Establishment of a Charitable Foundation
By the Africa Legal Consulting Team
There are various types of non-profit organizations which can be established in Kenya. These include: companies limited by guarantee, charitable trusts and Non-governmental organizations. The Public Benefits Organizations Act which was enacted in 2013 commenced on 9th September 2016. It repealed the Non-Governmental Organizations Coordination Act and established an elaborate legal framework that consolidates the law regulating not-for profit organizations. This article shall compare and contrast three main forms of public benefit organizations.
A non-governmental organization is any group that is non-profit, independent from local, national and international government organizations. NGOs are usually formed by a group of people with common interests on a voluntary basis. They engage in various undertakings such as advocating for peoples’ rights, lobbying for policies which enhance public participation in government and act as watch dogs of the interests of the members of the public. Some NGOs are organized around specific issues such as education, environment or health. They provide analysis and expertise, serve as early warning mechanisms and help monitor and implement international agreements.
Some of these organizations are based in one country while others operate across borders at the international level. It is worth noting that all NGOs do not engage in political roles, some are set up to perform other activities such as charitable work. Non-Governmental Organizations are at times given observer status during meetings of the United Nations.

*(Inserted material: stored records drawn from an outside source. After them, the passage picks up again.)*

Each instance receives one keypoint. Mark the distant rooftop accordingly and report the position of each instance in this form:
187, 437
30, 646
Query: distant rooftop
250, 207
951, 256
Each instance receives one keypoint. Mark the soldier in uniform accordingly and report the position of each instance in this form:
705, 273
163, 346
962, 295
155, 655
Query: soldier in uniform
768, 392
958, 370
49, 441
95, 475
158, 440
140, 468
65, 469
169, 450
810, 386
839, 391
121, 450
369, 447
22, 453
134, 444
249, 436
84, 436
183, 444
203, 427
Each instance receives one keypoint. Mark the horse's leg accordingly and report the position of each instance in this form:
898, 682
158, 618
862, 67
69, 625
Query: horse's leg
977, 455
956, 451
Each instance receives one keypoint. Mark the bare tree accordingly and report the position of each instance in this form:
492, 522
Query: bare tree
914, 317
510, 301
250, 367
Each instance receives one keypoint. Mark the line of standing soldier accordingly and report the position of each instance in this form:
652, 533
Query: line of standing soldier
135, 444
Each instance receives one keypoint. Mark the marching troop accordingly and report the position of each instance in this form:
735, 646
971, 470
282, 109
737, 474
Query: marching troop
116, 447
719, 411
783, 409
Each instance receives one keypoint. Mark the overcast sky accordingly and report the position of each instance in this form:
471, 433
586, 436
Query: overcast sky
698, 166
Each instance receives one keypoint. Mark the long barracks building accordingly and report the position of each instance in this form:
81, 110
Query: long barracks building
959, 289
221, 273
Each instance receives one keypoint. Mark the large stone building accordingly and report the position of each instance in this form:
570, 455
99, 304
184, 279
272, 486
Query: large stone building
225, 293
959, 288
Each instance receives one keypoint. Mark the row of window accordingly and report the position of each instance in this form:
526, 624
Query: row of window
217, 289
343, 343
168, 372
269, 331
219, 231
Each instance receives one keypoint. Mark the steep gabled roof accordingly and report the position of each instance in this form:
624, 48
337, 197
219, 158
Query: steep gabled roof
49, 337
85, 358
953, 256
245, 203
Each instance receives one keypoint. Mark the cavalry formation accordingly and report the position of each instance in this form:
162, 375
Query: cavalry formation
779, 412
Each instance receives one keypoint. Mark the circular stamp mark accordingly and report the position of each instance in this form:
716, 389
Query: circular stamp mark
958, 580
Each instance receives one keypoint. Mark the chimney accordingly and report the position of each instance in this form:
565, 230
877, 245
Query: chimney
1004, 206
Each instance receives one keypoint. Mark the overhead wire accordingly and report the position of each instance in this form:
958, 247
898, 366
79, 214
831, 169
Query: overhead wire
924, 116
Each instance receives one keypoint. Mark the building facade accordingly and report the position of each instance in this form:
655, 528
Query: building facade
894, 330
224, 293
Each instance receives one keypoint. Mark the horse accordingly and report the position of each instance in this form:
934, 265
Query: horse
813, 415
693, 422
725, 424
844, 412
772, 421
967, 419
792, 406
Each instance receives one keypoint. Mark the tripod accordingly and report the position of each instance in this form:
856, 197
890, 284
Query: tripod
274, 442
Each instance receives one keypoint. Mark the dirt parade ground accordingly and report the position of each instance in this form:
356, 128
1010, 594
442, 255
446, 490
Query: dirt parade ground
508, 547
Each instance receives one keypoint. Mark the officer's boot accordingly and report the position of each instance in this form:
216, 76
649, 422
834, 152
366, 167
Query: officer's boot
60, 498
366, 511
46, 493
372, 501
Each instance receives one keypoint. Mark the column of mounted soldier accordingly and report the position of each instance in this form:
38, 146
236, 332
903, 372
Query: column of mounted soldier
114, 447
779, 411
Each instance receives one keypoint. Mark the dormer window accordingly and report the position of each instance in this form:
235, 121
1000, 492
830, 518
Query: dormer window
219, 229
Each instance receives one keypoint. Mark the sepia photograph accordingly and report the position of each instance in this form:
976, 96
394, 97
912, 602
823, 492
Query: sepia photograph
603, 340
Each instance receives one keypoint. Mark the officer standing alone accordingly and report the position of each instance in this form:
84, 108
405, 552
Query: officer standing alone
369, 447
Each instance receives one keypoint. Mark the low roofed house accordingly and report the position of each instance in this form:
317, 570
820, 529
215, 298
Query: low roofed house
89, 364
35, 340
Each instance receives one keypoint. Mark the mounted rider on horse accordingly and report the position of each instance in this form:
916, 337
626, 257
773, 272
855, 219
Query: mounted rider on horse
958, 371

Legal Regime governing NGOs in Kenya
The operation of NGOs in Kenya is governed by the Public Benefits Organizations Act. The Act commenced in 2016 and repealed the former Non-Governmental Organizations Coordination Act. This Act harmonized all the existing laws on NGOs and other public benefit organizations.
The Act further sought to re-brand NGOs to PBOs. It defines a Public Benefit Organization as a duly registered voluntary membership or non-membership grouping of individuals or organizations, which is autonomous, non-partisan and non-profit. It can be locally, nationally or internationally organized and engages in public benefit activities. A public benefit activity is defined as an activity that supports or promotes the public benefit by: enhancing or promoting legitimate economic, environmental, social, or cultural development; protecting the environment; or lobbying or advocating on issues of general public interest or the well-being of a group of individuals or organizations.

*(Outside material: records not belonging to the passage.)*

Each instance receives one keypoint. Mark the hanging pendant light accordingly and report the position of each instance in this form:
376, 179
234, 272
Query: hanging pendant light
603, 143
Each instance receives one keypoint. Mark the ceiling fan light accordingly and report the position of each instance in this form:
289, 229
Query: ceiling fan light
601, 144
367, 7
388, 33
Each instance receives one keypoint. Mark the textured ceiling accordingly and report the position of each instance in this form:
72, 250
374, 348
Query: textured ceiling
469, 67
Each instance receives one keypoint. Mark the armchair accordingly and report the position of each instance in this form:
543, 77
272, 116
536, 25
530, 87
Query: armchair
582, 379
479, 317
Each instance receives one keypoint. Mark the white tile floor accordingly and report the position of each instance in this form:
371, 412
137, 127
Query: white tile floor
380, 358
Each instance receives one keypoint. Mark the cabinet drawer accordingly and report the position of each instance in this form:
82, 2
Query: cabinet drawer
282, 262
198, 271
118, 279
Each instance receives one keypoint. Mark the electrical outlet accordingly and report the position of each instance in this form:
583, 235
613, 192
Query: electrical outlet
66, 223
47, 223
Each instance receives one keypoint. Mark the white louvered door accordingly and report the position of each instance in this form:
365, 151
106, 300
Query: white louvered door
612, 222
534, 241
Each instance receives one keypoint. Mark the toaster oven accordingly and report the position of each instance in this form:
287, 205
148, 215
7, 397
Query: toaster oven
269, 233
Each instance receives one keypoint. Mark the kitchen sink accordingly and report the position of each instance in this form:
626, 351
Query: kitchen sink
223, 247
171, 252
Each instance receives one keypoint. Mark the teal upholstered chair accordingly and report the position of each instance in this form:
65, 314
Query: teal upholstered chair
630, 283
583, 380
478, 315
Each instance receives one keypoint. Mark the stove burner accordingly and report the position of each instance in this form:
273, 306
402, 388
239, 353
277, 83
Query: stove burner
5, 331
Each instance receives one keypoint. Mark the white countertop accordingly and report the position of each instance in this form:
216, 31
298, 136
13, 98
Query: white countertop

Procedure of registration:
The registration of NGOs is currently being done in accordance with the new Act which outlines the procedure of registration. These organizations will be referred to as PBOs. A group that wishes to register a PBO shall make an application for registration to the Public Benefit Organizations Regulatory Authority which is established under the Act. The application is accompanied by:
- A copy of the constitution or other constitutive document of the public benefit organization;
- Names and addresses of the founders of the public benefit organization;
- The public benefit purposes for which the public benefit organization is organized and operated and all of the principal activities that the public benefit organization shall engage in;
- The postal and physical address of the principal place of doing business of the public benefit organization;
- The prescribed fee;
- Such other particulars or information as may be required by the Authority in order to assist the Authority to determine whether or not the organization meets the requirements for registration under the Act.
The constitution of the organization makes provisions for the matters relevant to its affairs such as qualifications and admission of members, election of officials, acquiring and management of dispositions, making of investments, membership fees among others. It should also state the name, objectives, voluntary participation and membership and rules relating to regulation of assets.

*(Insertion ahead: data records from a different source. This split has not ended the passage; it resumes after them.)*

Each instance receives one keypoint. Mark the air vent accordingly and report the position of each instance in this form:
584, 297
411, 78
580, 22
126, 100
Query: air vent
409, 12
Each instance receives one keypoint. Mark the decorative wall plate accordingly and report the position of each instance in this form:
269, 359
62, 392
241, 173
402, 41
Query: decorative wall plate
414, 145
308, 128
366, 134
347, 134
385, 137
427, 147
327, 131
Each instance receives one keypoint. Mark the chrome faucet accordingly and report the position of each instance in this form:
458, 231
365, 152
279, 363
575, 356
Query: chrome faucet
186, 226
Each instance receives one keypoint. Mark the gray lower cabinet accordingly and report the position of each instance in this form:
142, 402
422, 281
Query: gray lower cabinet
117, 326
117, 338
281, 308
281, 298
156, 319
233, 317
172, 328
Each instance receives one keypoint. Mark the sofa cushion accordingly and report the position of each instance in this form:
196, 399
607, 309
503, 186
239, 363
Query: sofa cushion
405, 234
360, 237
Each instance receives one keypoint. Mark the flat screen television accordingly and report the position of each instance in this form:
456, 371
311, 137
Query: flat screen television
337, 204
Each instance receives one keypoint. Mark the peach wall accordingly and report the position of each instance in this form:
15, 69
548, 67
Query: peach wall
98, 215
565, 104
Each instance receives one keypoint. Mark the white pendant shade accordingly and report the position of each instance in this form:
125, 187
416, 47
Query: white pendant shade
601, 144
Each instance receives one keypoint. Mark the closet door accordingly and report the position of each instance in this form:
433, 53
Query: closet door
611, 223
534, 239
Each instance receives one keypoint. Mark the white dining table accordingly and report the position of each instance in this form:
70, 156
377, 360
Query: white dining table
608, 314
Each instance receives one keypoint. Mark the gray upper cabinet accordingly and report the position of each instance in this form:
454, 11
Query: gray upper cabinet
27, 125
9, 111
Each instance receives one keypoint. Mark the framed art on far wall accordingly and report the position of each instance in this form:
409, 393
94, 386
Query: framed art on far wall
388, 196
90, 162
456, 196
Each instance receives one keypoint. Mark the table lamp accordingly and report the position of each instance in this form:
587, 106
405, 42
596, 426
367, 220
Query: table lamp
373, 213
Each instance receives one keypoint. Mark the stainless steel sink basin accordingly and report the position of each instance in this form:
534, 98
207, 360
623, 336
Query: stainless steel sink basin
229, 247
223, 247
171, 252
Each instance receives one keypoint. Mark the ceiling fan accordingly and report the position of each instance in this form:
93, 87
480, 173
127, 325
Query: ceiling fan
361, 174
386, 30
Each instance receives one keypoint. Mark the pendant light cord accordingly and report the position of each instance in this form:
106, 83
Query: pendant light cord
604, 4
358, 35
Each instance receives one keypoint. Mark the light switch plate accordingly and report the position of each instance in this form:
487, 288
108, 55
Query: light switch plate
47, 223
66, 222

International NGOs may apply for registration as PBOs in Kenya by making an application to the authority. The application should include proof that the entity is a registered legal entity in another country, its address in Kenya and a written statement from a representative of the organization’s headquarters indicating the purpose, general activities of the organizations and its authorized agent in Kenya.
Upon registration, the organization is issued with a certificate of registration which is conclusive proof that the PBO has the authority to operate in accordance with its constitution. A registered PBO is a body corporate with perpetual succession with all the attributes of a juristic person. It is capable of suing and being sued, acquiring and disposing property and entering into contracts. Registration of an organization maybe denied where the board is satisfied that the proposed activities are not in the national interest or false information was given in the application form.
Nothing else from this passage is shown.